As of the 2020 census, Somerset had a population of 1,756, a median age of 35.1 years, 26.2% of residents under the age of 18, and 13.8% of residents 65 years of age or older. For every 100 females there were 94.9 males, and for every 100 females age 18 and over there were 88.4 males age 18 and over.

0.0% of residents lived in urban areas, while 100.0% lived in rural areas.

There were 591 households in Somerset, of which 43.8% had children under the age of 18 living in them. Of all households, 48.1% were married-couple households, 15.6% were households with a male householder and no spouse or partner present, and 31.3% were households with a female householder and no spouse or partner present. About 21.0% of all households were made up of individuals and 11.0% had someone living alone who was 65 years of age or older.

There were 639 housing units, of which 7.5% were vacant. The homeowner vacancy rate was 1.0% and the rental vacancy rate was 5.2%.

Racial composition as of the 2020 census
| Race | Number | Percent |
|---|---|---|
| White | 870 | 49.5% |
| Black or African American | 1 | 0.1% |
| American Indian and Alaska Native | 9 | 0.5% |
| Asian | 3 | 0.2% |
| Native Hawaiian and Other Pacific Islander | 0 | 0.0% |
| Some other race | 408 | 23.2% |
| Two or more races | 465 | 26.5% |
| Hispanic or Latino (of any race) | 1,402 | 79.8% |

===2000 census===

As of the 2000 census, 1,550 people, 513 households, and 392 families were living in the city. The population density was 773.7 PD/sqmi. The 547 housing units had an average density of 273.0 /sqmi. The racial makeup of the city was 77.16% White, 0.26% African American, 1.55% Native American, 0.19% Pacific Islander, 16.00% from other races, and 4.84% from two or more races. Hispanics or Latinos of any race were 70.45% of the population.

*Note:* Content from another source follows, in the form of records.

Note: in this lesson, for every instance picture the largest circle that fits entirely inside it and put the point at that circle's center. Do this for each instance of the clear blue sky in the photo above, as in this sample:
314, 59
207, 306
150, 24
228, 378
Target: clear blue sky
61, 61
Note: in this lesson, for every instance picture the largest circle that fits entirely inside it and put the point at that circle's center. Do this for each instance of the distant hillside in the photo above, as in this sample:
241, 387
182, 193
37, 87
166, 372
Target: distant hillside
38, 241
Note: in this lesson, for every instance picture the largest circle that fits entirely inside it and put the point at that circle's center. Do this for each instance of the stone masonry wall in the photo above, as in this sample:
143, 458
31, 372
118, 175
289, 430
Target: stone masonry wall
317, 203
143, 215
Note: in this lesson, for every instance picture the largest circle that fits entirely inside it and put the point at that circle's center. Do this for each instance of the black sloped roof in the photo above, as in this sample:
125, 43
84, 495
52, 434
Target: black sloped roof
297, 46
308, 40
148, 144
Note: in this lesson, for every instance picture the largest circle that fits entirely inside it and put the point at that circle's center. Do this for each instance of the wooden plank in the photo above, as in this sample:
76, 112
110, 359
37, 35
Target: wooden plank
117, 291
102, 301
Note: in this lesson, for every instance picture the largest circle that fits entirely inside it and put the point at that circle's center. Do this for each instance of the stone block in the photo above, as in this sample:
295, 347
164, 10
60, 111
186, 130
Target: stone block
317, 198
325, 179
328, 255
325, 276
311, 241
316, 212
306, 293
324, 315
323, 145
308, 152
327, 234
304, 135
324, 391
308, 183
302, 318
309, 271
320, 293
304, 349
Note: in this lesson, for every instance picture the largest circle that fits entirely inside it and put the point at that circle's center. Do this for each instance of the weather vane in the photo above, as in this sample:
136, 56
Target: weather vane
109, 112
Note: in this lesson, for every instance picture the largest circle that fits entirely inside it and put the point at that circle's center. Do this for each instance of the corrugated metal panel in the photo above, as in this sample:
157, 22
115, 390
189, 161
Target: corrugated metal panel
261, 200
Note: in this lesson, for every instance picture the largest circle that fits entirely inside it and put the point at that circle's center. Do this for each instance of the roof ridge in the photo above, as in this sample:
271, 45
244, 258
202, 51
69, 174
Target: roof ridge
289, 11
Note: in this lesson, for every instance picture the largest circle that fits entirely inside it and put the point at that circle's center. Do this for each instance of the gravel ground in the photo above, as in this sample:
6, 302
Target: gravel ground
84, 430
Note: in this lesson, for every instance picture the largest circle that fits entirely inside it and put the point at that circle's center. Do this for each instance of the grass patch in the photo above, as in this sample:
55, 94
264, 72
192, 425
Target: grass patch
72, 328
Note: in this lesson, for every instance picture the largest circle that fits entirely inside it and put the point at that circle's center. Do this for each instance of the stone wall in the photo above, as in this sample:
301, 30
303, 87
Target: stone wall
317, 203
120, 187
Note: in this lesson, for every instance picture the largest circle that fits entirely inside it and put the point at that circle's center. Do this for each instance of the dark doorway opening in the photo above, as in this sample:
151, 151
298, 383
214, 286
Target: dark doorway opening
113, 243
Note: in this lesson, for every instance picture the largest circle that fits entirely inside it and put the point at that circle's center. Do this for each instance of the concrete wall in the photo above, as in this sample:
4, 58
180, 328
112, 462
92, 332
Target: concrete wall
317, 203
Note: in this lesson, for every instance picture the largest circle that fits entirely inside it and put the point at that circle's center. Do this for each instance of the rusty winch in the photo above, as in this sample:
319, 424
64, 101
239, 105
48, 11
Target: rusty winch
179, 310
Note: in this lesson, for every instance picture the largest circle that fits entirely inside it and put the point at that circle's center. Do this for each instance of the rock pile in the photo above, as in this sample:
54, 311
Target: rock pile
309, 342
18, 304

Of the 513 households, 42.5% had children under 18 living with them, 54.2% were married couples living together, 15.6% had a female householder with no husband present, and 23.4% were not families. About 21.1% of all households were made up of individuals, and 11.5% had someone living alone who was 65 or older. The average household size was 3.02 and the average family size was 3.51.

In the city, the age distribution was 32.5% under 18, 9.2% from 18 to 24, 29.7% from 25 to 44, 16.7% from 45 to 64, and 11.9% who were 65 or older. The median age was 31 years. For every 100 females, there were 98.5 males. For every 100 females 18 and over, there were 93.9 males.

The median income for a household in the city was $30,268, and for a family was $31,875. Males had a median income of $27,083 versus $20,357 for females. The per capita income for the city was $11,238. About 22.0% of families and 23.2% of the population were below the poverty line, including 28.6% of those under 18 and 26.6% of those 65 or over.
==Education==
Residents are zoned to schools in the Somerset Independent School District.